Snapshot is a caching pattern that is used with Event Sourcing Pattern. It is used for caching or creating a snapshot of data at a certain moment (either an event or time) to allows faster read of data from an aggregate’s state. This pattern should only be used when there’s a reason to do so; most of the time it will be a very long process or retrieving data because aggregate has 10000+ events that it needs to read to get the current state.
Typical flow
A typical flow of a snapshot is as follows:
- command is received
- latest snapshot of an aggregate is read from snapshot store
- if snapshot found, aggregate is set from the snapshot, the aggregate version is set to the snapshot version
- remaining events are read from event store, starting from the aggregate version
- state is updated with remaining events
- command is handled as usual
When to take Snapshots
Snapshots can be taken at different time, it all depends on the use case
Snapshot after each event
You can take snapshots after each event. With this, you can always base your business logic on the latest snapshot. When creating a snapshot, it is important to to select whether snapshot happens at the same time as the process of storing an event or asynchronously in the background.
Every N number of events
You may choose to store snapshots after certain number of events. While doing so, you have to also read all the events that happened after the snapshot was created.

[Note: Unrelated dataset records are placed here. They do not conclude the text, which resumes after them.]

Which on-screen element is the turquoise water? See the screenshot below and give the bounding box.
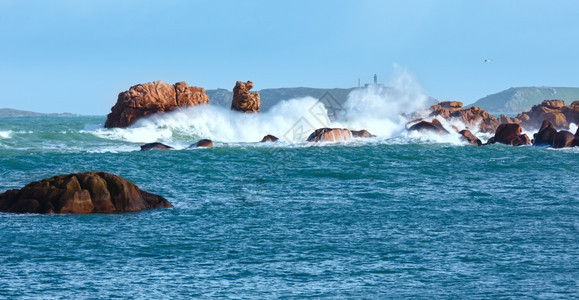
[1,116,578,298]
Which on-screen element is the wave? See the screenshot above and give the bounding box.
[88,70,450,146]
[0,131,12,139]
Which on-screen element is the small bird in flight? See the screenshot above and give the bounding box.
[484,59,492,63]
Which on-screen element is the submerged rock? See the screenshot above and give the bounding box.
[0,172,172,214]
[486,123,531,146]
[351,130,376,138]
[231,81,261,113]
[307,128,353,142]
[260,135,279,142]
[189,139,213,148]
[105,81,209,128]
[140,142,174,151]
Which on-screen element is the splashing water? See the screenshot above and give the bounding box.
[89,69,442,145]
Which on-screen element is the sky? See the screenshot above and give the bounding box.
[1,0,578,115]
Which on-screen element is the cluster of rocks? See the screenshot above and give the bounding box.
[428,100,579,133]
[408,116,578,148]
[0,172,172,214]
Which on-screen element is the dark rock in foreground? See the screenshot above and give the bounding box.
[140,142,174,151]
[486,123,531,146]
[0,172,172,214]
[260,135,279,142]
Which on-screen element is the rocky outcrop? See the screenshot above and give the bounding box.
[260,135,279,142]
[189,139,213,148]
[429,102,500,133]
[0,172,172,214]
[105,81,209,128]
[351,130,376,138]
[459,130,482,146]
[407,119,450,135]
[140,142,174,151]
[552,131,575,148]
[486,123,531,146]
[231,81,261,113]
[307,128,353,142]
[532,120,558,146]
[426,99,579,133]
[515,100,579,130]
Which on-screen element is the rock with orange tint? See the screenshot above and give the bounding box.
[486,123,531,146]
[189,139,213,148]
[514,100,578,130]
[0,172,172,214]
[429,102,500,133]
[105,81,209,128]
[231,81,261,113]
[307,128,353,142]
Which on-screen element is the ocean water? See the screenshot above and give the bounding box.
[0,107,578,298]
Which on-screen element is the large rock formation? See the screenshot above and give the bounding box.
[105,81,209,128]
[515,100,579,130]
[486,123,531,146]
[0,172,172,214]
[231,81,261,113]
[307,128,353,142]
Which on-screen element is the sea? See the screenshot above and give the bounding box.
[0,90,578,298]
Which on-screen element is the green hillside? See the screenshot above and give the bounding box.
[469,87,579,113]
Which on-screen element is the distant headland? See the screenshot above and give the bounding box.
[0,108,76,117]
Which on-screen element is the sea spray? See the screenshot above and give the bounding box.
[92,97,328,145]
[0,131,12,139]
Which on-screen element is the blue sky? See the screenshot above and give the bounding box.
[1,0,578,114]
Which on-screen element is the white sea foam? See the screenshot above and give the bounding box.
[0,131,12,139]
[569,123,578,134]
[87,68,483,146]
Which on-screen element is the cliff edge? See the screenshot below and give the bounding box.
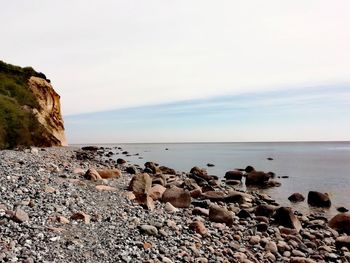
[0,60,67,148]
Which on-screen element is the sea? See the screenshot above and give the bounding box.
[87,142,350,218]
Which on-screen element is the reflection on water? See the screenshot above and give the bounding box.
[98,142,350,218]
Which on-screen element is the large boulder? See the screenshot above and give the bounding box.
[224,170,243,181]
[307,191,331,207]
[162,186,191,208]
[245,171,270,186]
[97,169,122,179]
[273,207,302,232]
[328,213,350,234]
[128,173,152,208]
[209,205,234,226]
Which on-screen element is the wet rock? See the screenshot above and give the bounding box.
[189,166,213,181]
[273,207,302,232]
[257,222,268,232]
[245,171,270,186]
[162,186,191,208]
[144,162,160,174]
[337,207,349,213]
[81,146,98,151]
[329,213,350,234]
[126,166,138,174]
[245,165,255,173]
[116,158,126,164]
[307,191,331,207]
[224,171,243,181]
[208,204,233,226]
[255,204,276,218]
[289,193,305,203]
[237,209,251,219]
[207,163,215,167]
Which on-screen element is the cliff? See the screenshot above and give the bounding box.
[0,60,67,148]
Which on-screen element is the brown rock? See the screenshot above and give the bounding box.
[144,162,161,174]
[128,173,152,199]
[190,188,202,198]
[95,185,117,191]
[192,207,210,217]
[335,236,350,249]
[13,208,29,223]
[189,220,208,235]
[73,168,85,175]
[329,213,350,234]
[290,257,317,263]
[209,205,233,226]
[245,171,270,186]
[201,191,226,201]
[57,216,70,224]
[124,191,136,200]
[224,170,243,181]
[151,174,167,186]
[84,168,102,181]
[162,186,191,208]
[190,166,213,181]
[255,204,276,218]
[273,207,301,232]
[117,158,126,164]
[149,184,166,200]
[159,166,176,175]
[97,169,122,179]
[44,186,56,193]
[288,193,305,203]
[307,191,331,207]
[71,212,91,224]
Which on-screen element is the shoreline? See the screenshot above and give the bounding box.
[0,146,349,262]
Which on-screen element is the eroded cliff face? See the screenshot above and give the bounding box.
[28,76,67,146]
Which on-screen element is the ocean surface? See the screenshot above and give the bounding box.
[91,142,350,218]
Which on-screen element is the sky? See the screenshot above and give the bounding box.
[1,0,350,143]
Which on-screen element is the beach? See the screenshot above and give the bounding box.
[0,146,349,263]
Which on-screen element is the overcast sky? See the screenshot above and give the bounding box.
[1,1,350,142]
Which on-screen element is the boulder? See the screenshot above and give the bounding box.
[116,158,126,164]
[128,173,152,209]
[144,162,160,174]
[329,213,350,234]
[149,184,166,200]
[84,168,102,181]
[245,165,255,173]
[159,166,176,175]
[126,166,138,174]
[307,191,331,207]
[162,186,191,208]
[224,170,243,181]
[245,171,270,186]
[207,163,215,167]
[255,204,276,218]
[273,207,302,232]
[288,193,305,203]
[192,207,209,217]
[209,205,234,226]
[190,166,213,181]
[97,169,122,179]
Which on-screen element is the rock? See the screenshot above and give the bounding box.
[192,207,209,217]
[255,204,276,218]
[71,212,91,224]
[149,184,166,200]
[267,157,274,160]
[162,186,191,208]
[288,193,305,202]
[290,257,317,263]
[265,241,278,254]
[95,185,117,191]
[73,168,85,175]
[273,207,302,232]
[84,168,102,181]
[249,235,260,245]
[57,216,70,224]
[82,146,98,151]
[165,202,178,213]
[245,171,270,186]
[144,162,160,174]
[190,188,202,198]
[329,213,350,234]
[224,170,243,181]
[245,165,255,173]
[208,205,233,226]
[151,174,167,186]
[189,220,208,235]
[190,166,213,181]
[207,163,215,167]
[126,166,138,174]
[337,207,349,213]
[225,180,241,186]
[266,180,281,187]
[159,166,176,175]
[257,222,268,232]
[140,225,158,236]
[97,169,122,179]
[200,191,226,201]
[30,147,39,155]
[335,236,350,249]
[307,191,331,207]
[128,173,152,199]
[237,209,251,219]
[13,208,29,223]
[116,158,126,164]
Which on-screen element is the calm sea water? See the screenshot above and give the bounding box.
[95,142,350,217]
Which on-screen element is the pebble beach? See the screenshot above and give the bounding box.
[1,146,350,263]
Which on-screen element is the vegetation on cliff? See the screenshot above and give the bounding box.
[0,60,51,149]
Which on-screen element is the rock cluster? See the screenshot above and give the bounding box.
[0,146,349,263]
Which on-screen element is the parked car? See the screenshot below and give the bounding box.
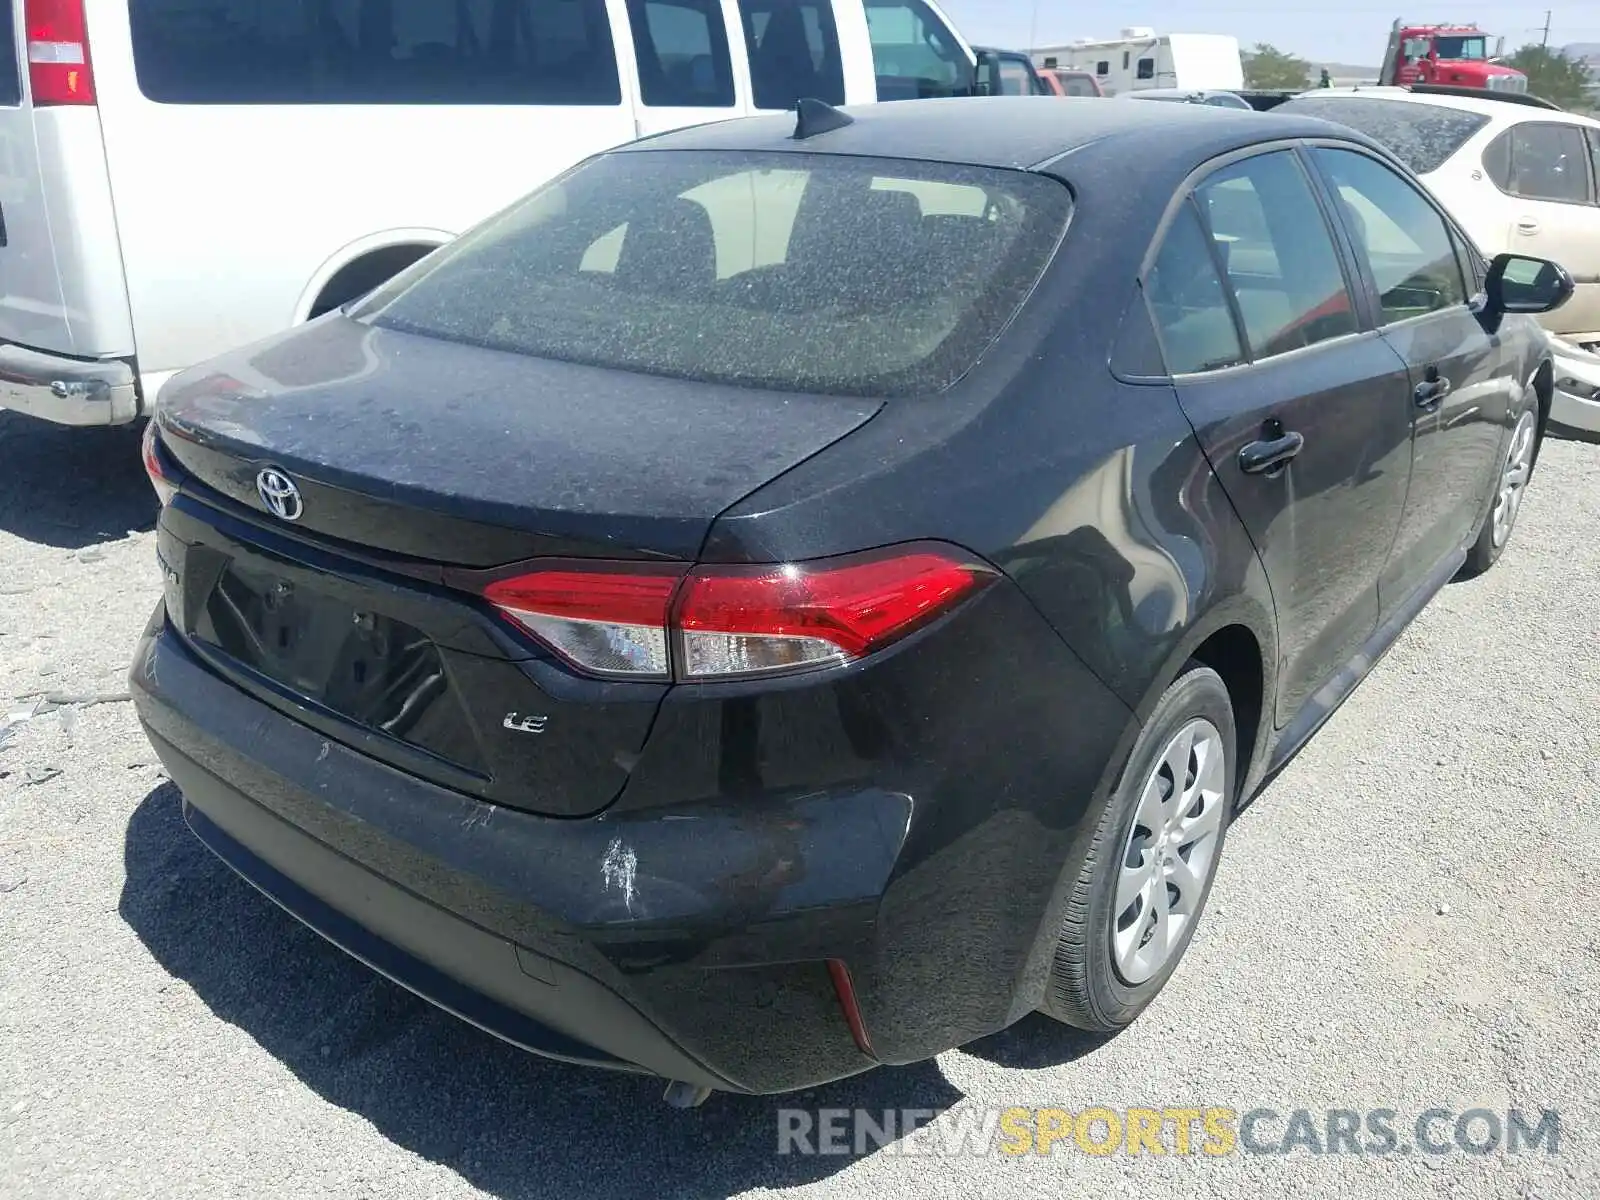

Snapshot when specified event type was stored
You may choose to create a snapshot when a certain event was created. For example, when the cashier closes the shift, you may store a snapshot.
Every selected period
You may schedule storing the snapshot at a certain time (every hour, once a day etc). However, using this comes with a risk of spikes in the event processing when they will try to create snapshots at the same time.
Disadvantages of Snapshots
Schema changes
When you would like to make changes to a model, the risk is greater, especially when you are using snapshots for reading data from. If your system heavily depends on snapshots, it adds a lot of complexity and coupling may be hard, if not impossible, to untangle.